As expected, Grammer played his more well-known tracks like “Honey, I’m Good” and “Fine By Me,” but he came prepared, showing that he has a lot more in his arsenal than just a couple of last summer’s hits. Pumped up performances of Grammer’s other tracks like “Lunatic,” “Ladies,” and “Pocket,” and even a few spot-on covers of Maroon 5’s “Sunday Morning,” and the Bieb’s “Where Are U Now,” made it clear that there was a lot more in store than the crowd had bargained for.
Grammer also came prepared to show the breadth of his musical intelligence and skill. While everyone knows of Grammer’s vocal abilities, not very many members of the audience were aware of his ability to beatbox and play the trumpet, both of which were put on full display in “Holding Out,” which blended seamlessly into a rendition of Jason Derulo’s “Trumpets.” This part of the performance also featured the use of a looping pedal, which is most known in the work of artists like Ed Sheeran and Reggie Watts. By looping different beatboxing techniques, vocal runs, and even different instruments, Grammer and his band were essentially able to create a big party on stage.  
As most of us can remember, nobody put on more “party-fied” performances than our beloved boy bands from the turn of the twenty first century. Grammer and his band found a way to incorporate those timeless, completely “N’Sync” dance steps. The moves varied from the simple rhythmic swaying of a 1950s doo-wop band to what seemed like a perfectly choreographed routine that would make even Justin Timberlake proud. The band themselves, with catchy choruses and wailing guitars, could be placed somewhere between pop and rock. Not quite pop enough to be on par with the likes of Britney Spears and Ariana Grande, yet not quite rock enough for bands like Zeppelin and The Who, Grammer and the crew performed like the love-child of The 1975 and N’Sync.
Not only was the musical aspect of the show stellar, but the performance as a whole was thrilling, hilarious, and entertaining.

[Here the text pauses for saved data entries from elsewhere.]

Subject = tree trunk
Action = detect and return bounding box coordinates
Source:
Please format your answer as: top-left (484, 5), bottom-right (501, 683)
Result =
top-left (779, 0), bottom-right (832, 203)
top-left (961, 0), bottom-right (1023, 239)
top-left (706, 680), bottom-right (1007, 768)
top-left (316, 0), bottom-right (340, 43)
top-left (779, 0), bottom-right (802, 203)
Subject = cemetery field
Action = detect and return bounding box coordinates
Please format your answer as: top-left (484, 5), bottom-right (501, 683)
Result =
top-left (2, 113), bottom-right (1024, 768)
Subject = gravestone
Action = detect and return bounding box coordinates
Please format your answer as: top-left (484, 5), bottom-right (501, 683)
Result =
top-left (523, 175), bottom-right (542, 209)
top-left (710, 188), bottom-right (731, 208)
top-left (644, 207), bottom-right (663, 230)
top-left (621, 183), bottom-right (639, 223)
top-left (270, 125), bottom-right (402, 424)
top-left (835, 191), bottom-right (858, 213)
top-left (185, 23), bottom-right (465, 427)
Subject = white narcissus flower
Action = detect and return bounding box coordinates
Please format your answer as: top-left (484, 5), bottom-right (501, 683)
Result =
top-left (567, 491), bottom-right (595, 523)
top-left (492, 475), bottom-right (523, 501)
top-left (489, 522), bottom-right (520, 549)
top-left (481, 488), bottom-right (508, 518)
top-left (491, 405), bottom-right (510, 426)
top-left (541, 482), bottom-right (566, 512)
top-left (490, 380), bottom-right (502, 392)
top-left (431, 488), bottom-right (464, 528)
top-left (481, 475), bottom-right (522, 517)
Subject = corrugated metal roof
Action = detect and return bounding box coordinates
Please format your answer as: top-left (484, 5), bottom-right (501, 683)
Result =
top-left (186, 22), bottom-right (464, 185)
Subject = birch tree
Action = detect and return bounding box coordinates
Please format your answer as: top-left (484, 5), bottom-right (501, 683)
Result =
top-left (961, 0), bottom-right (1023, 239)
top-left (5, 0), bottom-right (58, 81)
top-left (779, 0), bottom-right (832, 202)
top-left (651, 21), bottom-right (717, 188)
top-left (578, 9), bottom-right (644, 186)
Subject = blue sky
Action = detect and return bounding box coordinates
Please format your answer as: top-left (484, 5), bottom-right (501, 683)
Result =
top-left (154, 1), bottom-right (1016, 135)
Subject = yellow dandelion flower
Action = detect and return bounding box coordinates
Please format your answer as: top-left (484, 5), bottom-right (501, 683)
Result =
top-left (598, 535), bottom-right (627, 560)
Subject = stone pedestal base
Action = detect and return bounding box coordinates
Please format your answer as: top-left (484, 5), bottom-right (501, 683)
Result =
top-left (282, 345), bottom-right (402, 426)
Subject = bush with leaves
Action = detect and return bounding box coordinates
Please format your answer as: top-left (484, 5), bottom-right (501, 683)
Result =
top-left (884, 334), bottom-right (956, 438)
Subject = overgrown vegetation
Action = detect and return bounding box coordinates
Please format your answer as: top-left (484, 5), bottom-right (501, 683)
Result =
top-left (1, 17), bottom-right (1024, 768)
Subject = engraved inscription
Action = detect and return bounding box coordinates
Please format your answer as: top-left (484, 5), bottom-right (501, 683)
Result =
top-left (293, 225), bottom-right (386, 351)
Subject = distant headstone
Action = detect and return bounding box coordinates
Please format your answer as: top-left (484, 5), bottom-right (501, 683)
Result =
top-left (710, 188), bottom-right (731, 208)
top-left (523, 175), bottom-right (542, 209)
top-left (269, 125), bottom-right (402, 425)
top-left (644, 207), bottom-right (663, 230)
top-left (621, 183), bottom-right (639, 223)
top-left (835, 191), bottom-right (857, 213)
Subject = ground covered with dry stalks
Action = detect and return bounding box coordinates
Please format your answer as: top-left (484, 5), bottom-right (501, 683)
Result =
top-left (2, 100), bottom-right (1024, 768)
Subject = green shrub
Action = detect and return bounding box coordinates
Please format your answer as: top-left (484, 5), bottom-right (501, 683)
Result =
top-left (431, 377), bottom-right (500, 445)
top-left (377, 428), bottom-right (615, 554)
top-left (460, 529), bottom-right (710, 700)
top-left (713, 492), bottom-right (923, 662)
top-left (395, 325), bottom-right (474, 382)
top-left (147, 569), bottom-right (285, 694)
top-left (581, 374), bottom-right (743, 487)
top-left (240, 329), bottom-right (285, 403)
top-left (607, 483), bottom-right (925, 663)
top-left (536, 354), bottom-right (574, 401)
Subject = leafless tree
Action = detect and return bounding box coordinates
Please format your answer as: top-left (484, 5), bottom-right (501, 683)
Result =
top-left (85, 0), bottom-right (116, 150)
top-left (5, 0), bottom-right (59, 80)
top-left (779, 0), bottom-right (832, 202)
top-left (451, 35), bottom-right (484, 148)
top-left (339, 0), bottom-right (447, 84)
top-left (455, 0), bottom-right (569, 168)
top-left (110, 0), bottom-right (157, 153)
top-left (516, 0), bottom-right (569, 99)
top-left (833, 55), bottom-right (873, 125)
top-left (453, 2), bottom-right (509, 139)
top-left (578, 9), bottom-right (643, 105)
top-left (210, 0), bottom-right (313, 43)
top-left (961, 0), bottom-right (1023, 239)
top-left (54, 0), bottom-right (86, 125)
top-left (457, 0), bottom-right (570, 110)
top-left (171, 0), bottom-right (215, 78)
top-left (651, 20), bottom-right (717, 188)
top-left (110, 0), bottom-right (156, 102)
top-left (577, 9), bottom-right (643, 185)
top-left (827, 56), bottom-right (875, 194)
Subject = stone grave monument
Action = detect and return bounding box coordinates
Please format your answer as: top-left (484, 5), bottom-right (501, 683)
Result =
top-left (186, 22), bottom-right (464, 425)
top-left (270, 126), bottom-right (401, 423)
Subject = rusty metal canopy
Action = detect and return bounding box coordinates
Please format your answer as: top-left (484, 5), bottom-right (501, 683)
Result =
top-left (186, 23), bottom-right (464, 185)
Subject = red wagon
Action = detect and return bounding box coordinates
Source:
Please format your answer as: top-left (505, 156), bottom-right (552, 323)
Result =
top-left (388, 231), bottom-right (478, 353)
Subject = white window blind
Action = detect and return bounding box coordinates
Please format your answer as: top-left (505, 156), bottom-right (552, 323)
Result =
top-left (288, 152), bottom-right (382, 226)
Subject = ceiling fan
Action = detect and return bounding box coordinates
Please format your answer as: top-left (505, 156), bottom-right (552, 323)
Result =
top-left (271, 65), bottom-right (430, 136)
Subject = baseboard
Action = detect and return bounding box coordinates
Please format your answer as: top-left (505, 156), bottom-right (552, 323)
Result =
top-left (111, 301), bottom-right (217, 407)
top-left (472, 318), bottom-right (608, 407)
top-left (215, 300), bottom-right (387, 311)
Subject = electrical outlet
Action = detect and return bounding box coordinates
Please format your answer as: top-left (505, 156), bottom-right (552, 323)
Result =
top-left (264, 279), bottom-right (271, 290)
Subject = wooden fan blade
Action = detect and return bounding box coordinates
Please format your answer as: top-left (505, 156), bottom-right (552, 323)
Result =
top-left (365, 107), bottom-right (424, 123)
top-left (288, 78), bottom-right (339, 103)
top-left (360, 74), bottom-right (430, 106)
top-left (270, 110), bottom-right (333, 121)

Grammer addressed the audience by saying that he wanted to take a moment and talk about a serious topic… “about how long girls take to get ready… This is called ‘Forever.’” While Grammer performed, his band mates took to the stage—not as musicians, but as actors, putting on a skit that was comical and transformed the concert from was originally was just a simple show to a full blown event complete with dancing, singing, and even acting.
When the Mass Media’s very own got a chance to speak with Grammer before the show, he said that he likes to listen and to write music that “makes us all feel part of the scene.” Well, Mr. Grammer, for just one night you allowed UMass Boston’s undeniably distant community to come together and feel whole and complete—and, well, we hope you definitely felt a part of our scene, too.